# Silver Tan Contax II via Ukraine



## deeslexia (Aug 3, 2012)

SILVER TAN CONTAX II 

Here is the Contax II rebuilt from a parts wreck by Kiev engineers in Ukraine .
What little there was of the black paint was removed and the bare metal polished .
The  self timer mechanism had been  removed . There was no covering so new tan leather .

Evocative  brassing to the rangefinder window and focus wheel plus plenty of scratches inside , signifying a hard like .

It now works exquisitely with the original shutter  , with crystal clear rangefinder .

Testament , not just to the engineering of this well used 75 year old camera , but to the skills and dedication of the ex-Arsenal Kiev Techs who rebuilt both my Contaxes . 

CONTAX II BLACK PAINT AND LEATHER .

This one is actually less original than the tan one .

It was made from a box of Contax parts and has a 1955 approx Kiev shutter assembly , which is actually a better idea as it is 20 years younger !

The rear leather with Zeiss stamping was saved with new 1950s Kiev leather to the front .
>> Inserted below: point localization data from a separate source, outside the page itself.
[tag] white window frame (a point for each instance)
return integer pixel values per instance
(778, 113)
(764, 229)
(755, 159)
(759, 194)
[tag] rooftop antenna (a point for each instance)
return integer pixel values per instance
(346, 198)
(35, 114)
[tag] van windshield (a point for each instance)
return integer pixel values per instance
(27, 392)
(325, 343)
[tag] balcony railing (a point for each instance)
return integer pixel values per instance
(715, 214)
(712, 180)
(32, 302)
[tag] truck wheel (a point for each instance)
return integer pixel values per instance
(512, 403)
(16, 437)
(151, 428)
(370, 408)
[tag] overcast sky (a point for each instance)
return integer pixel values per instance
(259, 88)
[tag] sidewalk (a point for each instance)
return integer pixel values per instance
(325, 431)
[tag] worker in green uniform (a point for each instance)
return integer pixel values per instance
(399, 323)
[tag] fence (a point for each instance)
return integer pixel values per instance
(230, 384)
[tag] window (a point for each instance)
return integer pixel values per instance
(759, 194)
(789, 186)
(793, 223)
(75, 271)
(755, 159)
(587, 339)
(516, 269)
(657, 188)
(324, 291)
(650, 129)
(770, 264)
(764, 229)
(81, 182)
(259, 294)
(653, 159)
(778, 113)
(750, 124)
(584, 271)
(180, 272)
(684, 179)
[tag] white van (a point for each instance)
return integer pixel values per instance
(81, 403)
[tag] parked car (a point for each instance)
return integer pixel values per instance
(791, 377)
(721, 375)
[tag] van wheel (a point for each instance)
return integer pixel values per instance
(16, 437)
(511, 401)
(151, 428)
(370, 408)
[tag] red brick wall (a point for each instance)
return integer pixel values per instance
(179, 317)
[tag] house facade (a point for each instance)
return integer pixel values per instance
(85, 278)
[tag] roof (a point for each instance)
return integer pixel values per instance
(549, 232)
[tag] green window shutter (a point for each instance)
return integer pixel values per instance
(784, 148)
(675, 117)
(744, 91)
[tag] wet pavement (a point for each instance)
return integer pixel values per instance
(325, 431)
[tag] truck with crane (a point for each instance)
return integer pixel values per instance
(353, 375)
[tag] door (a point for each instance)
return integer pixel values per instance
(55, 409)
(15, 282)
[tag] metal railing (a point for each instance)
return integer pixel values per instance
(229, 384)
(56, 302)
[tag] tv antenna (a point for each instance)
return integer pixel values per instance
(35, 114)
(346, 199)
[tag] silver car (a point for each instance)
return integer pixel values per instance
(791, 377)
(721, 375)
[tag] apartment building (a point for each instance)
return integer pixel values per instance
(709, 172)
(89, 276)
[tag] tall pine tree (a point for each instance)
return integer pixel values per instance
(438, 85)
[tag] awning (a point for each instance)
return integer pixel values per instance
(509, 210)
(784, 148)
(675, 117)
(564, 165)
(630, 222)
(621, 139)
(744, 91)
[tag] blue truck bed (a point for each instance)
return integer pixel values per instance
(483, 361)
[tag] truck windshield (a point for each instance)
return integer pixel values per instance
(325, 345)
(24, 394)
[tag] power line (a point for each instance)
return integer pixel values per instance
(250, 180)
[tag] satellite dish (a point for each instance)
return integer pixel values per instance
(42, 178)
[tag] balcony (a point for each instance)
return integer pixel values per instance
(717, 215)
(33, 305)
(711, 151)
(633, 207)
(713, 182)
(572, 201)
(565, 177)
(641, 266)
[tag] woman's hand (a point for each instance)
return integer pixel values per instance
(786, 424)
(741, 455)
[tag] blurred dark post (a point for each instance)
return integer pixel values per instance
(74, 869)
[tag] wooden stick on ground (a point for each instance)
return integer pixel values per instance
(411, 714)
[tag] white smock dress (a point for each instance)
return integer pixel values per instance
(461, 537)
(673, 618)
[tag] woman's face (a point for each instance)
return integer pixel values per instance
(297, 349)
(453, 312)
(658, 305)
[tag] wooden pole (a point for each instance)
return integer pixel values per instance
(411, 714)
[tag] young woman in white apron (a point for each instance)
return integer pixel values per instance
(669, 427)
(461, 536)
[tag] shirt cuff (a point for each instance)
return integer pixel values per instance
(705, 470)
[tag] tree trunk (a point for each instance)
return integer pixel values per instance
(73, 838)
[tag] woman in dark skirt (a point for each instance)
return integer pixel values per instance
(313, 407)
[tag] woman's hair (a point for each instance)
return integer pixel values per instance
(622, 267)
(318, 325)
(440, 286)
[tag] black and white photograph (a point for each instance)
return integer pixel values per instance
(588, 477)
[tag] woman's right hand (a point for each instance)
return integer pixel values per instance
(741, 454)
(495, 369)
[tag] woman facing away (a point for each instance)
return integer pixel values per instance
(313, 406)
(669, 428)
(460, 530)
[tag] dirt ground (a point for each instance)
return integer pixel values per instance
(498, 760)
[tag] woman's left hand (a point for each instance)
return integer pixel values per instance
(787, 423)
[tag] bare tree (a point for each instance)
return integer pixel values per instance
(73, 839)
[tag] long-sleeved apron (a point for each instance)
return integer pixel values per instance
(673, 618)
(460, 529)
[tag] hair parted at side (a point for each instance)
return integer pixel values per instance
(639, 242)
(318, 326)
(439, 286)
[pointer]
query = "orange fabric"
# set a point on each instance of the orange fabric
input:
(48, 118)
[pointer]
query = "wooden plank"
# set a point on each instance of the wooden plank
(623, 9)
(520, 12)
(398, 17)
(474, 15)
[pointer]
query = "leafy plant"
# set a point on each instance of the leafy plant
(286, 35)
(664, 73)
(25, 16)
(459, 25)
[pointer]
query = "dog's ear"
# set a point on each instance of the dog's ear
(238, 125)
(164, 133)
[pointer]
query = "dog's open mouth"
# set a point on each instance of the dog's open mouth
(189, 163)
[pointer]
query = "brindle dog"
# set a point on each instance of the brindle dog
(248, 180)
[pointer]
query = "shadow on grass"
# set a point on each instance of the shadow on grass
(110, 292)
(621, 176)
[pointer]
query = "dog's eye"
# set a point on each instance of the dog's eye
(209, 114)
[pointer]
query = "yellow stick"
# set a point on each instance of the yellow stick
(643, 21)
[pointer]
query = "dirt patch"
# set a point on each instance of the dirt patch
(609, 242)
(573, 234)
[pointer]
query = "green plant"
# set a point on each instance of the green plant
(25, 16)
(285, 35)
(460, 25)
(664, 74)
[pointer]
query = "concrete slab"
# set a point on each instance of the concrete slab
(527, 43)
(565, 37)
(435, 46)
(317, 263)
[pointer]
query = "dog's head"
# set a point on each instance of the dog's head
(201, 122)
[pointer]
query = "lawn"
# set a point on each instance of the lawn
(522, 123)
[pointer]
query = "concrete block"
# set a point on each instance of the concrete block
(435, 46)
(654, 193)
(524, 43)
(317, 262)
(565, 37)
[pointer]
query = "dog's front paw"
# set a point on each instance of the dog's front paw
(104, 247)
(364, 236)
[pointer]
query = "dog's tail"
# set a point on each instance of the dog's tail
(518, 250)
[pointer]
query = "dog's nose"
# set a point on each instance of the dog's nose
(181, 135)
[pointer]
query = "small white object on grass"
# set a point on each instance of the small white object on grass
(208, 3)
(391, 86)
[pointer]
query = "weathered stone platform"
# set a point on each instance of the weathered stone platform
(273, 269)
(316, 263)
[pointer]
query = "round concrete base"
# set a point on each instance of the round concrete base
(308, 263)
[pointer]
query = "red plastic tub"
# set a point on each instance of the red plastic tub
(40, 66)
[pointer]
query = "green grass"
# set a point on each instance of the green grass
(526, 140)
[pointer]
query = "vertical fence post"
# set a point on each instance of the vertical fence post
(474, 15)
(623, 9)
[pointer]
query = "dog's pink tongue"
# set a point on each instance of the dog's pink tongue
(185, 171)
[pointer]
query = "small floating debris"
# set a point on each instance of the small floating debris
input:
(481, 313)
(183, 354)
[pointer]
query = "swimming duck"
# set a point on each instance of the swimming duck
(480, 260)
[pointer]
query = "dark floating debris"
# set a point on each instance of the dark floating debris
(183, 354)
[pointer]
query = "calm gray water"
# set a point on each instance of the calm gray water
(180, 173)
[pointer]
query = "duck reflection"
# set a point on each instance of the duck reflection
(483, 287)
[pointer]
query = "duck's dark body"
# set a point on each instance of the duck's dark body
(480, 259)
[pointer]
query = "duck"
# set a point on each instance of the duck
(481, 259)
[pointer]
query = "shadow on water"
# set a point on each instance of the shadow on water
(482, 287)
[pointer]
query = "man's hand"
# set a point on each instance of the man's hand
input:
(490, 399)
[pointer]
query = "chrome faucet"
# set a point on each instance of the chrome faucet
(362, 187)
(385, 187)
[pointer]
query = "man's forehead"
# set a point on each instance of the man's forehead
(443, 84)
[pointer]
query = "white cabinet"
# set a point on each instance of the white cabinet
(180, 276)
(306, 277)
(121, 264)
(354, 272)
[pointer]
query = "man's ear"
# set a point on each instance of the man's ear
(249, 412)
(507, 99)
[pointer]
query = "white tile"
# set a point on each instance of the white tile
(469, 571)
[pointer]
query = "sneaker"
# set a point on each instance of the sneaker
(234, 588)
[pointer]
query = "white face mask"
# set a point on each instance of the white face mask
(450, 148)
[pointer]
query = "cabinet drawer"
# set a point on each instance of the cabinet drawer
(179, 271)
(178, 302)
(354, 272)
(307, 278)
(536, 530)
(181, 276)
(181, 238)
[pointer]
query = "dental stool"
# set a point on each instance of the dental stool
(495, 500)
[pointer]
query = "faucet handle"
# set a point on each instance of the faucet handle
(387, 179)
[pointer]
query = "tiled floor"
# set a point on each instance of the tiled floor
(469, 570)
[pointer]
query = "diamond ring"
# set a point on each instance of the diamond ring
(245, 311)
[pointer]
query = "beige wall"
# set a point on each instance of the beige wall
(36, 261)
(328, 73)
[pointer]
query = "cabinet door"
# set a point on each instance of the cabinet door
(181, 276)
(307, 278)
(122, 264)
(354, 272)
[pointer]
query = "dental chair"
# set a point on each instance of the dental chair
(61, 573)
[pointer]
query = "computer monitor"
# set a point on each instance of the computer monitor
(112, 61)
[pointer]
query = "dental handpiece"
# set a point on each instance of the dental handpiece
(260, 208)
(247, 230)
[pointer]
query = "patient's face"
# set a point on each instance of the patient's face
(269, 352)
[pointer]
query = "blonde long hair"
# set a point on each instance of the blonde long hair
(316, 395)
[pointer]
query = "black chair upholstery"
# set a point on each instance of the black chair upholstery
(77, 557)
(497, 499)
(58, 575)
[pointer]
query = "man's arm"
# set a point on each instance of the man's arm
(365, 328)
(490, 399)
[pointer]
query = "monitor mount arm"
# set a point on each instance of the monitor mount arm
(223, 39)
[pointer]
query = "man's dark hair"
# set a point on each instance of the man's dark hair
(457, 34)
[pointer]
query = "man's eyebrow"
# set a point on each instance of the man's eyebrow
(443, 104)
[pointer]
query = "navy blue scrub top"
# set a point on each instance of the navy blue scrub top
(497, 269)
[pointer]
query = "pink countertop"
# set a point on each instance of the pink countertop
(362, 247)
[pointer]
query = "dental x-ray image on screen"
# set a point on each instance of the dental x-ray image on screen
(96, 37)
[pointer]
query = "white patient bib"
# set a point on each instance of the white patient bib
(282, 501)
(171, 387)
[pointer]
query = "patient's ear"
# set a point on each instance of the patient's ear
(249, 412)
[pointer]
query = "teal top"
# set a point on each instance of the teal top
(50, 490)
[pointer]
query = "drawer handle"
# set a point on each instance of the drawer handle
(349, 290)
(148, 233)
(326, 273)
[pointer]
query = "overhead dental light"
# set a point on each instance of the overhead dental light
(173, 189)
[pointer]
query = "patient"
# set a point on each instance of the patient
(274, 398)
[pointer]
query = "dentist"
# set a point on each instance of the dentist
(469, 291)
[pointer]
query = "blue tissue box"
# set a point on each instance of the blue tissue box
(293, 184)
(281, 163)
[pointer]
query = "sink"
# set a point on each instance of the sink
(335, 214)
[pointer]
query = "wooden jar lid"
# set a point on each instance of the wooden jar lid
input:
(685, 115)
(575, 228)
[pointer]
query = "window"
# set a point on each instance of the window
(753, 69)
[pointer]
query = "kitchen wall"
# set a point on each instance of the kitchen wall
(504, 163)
Both cameras work exquisitely and cost me £150 each .

dee


----------



## IanG (Aug 3, 2012)

Very nice, classic cameras.

Ian


----------



## The Barbarian (Aug 12, 2012)

Purists might turn up their noses at these, but there's a fascination with such Russian wizardry.  With "fakes" now being openly collected, it's likely such hybrid cameras are going to appreciate in value.


----------



## Derrel (Aug 12, 2012)

Very sexy beasts indeed!!!!!!!!!!!!


----------



## Jaemie (Aug 12, 2012)

Sweet stuff!


----------



## stlbob (Aug 13, 2012)

I have enough slr's..looking for my first rangefinder.Those are purtty..


----------